En la localidad de Toledo, Argentina, se ha registrado un suceso estremecedor que ha dejado conmocionada a la comunidad aeronáutica y a las autoridades locales. Un instructor de vuelo, identificado como Leandro Andrés Bertazzo, de 42 años, perdió la vida tras saltar de la puerta de una aeronave que se encontraba en pleno vuelo, dejando a la alumna a quien estaba enseñando la responsabilidad de aterrizar la nave sin asistencia.
Los hechos ocurrieron el pasado sábado, aunque la información fue formalizada este martes a través de un comunicado emitido por la fiscalía del país. Según los reportes oficiales, Bertazzo viajaba a bordo de un avión modelo Cessna 150 junto a una estudiante de 22 años llamada Rosario. Lo que comenzó como una sesión de entrenamiento rutinaria terminó en una tragedia inmediata cuando el instructor decidió abandonar la cabina en pleno vuelo.
El relato de la estudiante Rosario es fundamental para comprender la secuencia de los hechos. Según declaraciones recogidas por TN, filial de CNN, la joven manifestó que, antes de realizar la acción, Bertazzo se dirigió a ella con palabras que parecían darle el mando final de la situación.

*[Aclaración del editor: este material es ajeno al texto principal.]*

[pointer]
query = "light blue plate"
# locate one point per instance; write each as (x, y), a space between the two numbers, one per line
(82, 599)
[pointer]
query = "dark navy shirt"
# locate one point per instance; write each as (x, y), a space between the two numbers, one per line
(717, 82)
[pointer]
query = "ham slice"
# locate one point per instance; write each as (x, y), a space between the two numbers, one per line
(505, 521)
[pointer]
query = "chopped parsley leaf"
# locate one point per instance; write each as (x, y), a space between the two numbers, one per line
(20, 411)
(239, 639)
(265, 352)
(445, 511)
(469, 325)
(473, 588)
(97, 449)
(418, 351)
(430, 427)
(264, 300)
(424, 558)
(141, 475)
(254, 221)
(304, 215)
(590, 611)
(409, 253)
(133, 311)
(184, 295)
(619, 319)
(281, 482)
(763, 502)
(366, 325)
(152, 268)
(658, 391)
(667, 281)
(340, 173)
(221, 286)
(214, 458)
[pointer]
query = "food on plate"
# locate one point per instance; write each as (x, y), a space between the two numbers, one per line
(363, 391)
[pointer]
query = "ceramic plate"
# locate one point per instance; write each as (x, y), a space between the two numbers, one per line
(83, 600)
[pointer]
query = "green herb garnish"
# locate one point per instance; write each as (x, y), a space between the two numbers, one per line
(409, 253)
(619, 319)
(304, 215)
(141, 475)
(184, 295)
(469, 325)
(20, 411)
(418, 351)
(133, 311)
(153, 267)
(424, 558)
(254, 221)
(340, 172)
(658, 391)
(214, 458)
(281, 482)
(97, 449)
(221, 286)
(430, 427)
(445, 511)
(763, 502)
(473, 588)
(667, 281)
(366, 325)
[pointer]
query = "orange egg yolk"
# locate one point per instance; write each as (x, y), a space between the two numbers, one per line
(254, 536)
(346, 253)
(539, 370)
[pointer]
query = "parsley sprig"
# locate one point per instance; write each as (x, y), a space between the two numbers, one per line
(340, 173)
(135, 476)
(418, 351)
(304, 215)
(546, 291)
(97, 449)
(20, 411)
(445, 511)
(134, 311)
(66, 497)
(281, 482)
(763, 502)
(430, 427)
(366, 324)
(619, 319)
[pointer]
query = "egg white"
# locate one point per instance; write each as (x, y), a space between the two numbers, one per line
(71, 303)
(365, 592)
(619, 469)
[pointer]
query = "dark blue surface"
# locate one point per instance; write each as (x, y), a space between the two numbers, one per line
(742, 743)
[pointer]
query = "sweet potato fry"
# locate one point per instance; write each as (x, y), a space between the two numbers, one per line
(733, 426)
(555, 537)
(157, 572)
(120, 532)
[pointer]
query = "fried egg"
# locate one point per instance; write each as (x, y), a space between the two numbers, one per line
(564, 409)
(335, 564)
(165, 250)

El instructor le dijo: “Ya sabés lo que tenés que hacer, seguí adelante”. Inmediatamente después de pronunciar esta frase, el piloto procedió a quitarse los auriculares y a desabrocharse el cinturón de seguridad. Acto seguido, abrió la puerta del avión y saltó al vacío, impactando contra el suelo y muriendo de manera instantánea.
Ante este escenario traumático, la estudiante, a pesar de encontrarse en un estado de shock profundo, logró mantener la calma necesaria para pilotar la aeronave. Gracias a sus conocimientos y a las instrucciones previas, Rosario consiguió aterrizar el Cessna 150 sin inconvenientes. El director de la escuela de vuelo Flying Parrot Córdoba, donde Bertazzo trabajaba, Eduardo Álvarez, confirmó que el avión no sufrió daños materiales durante la maniobra de aterrizaje.
Eduardo Álvarez, quien supervisaba el trabajo del instructor, expresó su total asombro y dolor ante lo sucedido. En declaraciones a los medios, el director señaló que no existía ningún indicio previo de que Bertazzo estuviera planeando arrojarse del avión. Para la escuela, el comportamiento del piloto fue completamente inesperado, subrayando que el instructor había mantenido una jornada normal de trabajo ese mismo día, habiendo volado previamente con otro estudiante antes del vuelo fatal con Rosario.
Álvarez reflexionó sobre la imprevisibilidad del acto, afirmando que es imposible comprender cómo Leandro tomó esta trágica decisión mientras se encontraba a bordo de un avión y con otra persona a su lado. El director describió la complejidad de la mente humana y recordó a Bertazzo como una “persona maravillosa con una gran sonrisa”, manifestando que la institución se siente sorprendida por el desenlace de los hechos.
Desde un punto de vista técnico, el director de la escuela destacó la dificultad física que implica abrir la puerta de una aeronave mientras está en marcha. Para ilustrar la complejidad de la acción, Álvarez comparó el acto de abrir la puerta del avión en pleno vuelo con el intento de abrir la puerta de un vehículo que circula a una velocidad de 200 kilómetros por hora, lo que resalta la determinación con la que el instructor llevó a cabo su acción.
En cuanto a la trayectoria profesional de Leandro Andrés Bertazzo, se informó que contaba con una amplia experiencia en el sector. Además de su labor en Córdoba, el piloto había trabajado anteriormente como instructor de vuelo en Chile, lo que demuestra que poseía el conocimiento técnico necesario para operar la aeronave y enseñar a nuevos alumnos.
Actualmente, el caso ha quedado en manos de la justicia. Los fiscales del país han iniciado una investigación detallada para analizar todos los pormenores del incidente que culminó con la muerte del instructor, buscando esclarecer los motivos y las circunstancias exactas que llevaron a Bertazzo a tomar tal decisión durante una clase de vuelo.